MLB players are getting bigger by the year, but Madrigal is diminutive, listed at 5-foot-7. MLB players are stealing fewer bases by the year, but Madrigal swiped 35 last season. MLB players are hitting more homers by the year, but Madrigal, who batted .341/.400/.451 at Double-A last season and .331/.398/.424 after his Triple-A debut on August 1, hit only four round-trippers in 120 minor league games in 2019, including only one in 29 Triple-A games played with the lively big league ball. (Even that one was an inside-the-parker.) And MLB players are swinging and missing more by the year, but Madrigal’s whiff and strikeout rates would have looked low during the deadball era. Madrigal makes no sense. He’s a contact unicorn.
“I feel like I’m my own player,” Madrigal says when I ask him whether he sees similarities to his game in any established big leaguers. With anyone else, a reluctance to compare skill sets could come off as arrogance or humility, depending on the player and tone, but in Madrigal’s case, it’s simply stating a fact. He has an uncommon claim to uniqueness.
Let’s start with the strikeouts (which Madrigal, a natural leadoff guy, generally doesn’t do). The right-handed hitter struck out 16 times in his 532 plate appearances across three minor league levels last season (starting with Winston-Salem in High-A and ending with Triple-A Charlotte). That’s a 3.0 percent strikeout rate, less than half that of the minors’ second-most strikeout-averse hitter (the Rays’ Wander Franco, who checked in at 7.1 percent). The lowest strikeout rate by a qualified big league batter last season was Hanser Alberto’s 9.1 percent—more than three times as high.
“Whether it be an elite closer or an elite starter, he can put the bat on the ball with the best fastballs and the best breaking balls, which you just don’t see,” says White Sox director of player development Chris Getz. Getz, a former second baseman who hit three home runs in 1,574 career MLB plate appearances in a seven-year big league career that began with the White Sox, might see something of himself in Madrigal, but even there, the comparison falls flat: Getz has five inches on Madrigal, and almost four times the career K rate.

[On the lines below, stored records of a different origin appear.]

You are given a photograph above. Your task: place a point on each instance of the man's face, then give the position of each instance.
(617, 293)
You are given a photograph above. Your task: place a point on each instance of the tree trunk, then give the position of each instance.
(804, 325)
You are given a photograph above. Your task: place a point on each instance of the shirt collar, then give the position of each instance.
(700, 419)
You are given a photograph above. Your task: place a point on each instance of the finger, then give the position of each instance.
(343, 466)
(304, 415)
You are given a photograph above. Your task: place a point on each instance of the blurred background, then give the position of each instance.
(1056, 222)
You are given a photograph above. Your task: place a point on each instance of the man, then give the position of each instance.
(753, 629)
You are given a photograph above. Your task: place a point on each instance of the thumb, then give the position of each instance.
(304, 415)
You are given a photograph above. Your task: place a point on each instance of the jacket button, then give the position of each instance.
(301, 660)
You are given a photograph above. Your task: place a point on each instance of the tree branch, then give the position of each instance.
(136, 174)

Minuscule strikeout rates are a rarity in the minors, too. Only 10 hitters in the Baseball Prospectus minor league database, which extends to 1978, have struck out less often than Madrigal in a season of at least 400 plate appearances. Twins non-strikeout sensation Willians Astudillo, who struck out in 2.4 percent of his 418 plate appearances in High-A in 2015, is the only other hitter to do so since the 1990s.
Lowest MiLB Strikeout Rates Since 1978 (Min. 400 PA)
Madrigal’s contact rate is similarly extraordinary. Last season, Madrigal swung 828 times at 1,745 pitches and whiffed only 43 times, good for a 94.8 percent contact rate that easily led all minor leaguers who saw at least 1,000 pitches. The gap of 3.7 percentage points between Madrigal and the second-place player—Cleveland’s Ernie Clement—was as wide as the gap between Clement and the 22nd-place player.
Highest MiLB Contact Rates in 2019 (Min. 1000 Pitches)
BP’s minor league database includes contact rates dating back to 2006. The only player in that time to exceed Madrigal’s rate is Óscar Robles, who edged out Madrigal in 2006, in far fewer swings.
Highest MiLB Contact Rates Since 2006 (Min. 1000 Pitches)
At the major league level, only two players since 1988 (the first year of Retrosheet’s pitch-level records) have exceeded Madrigal’s 2019 contact rate: Marty Barrett and Wade Boggs.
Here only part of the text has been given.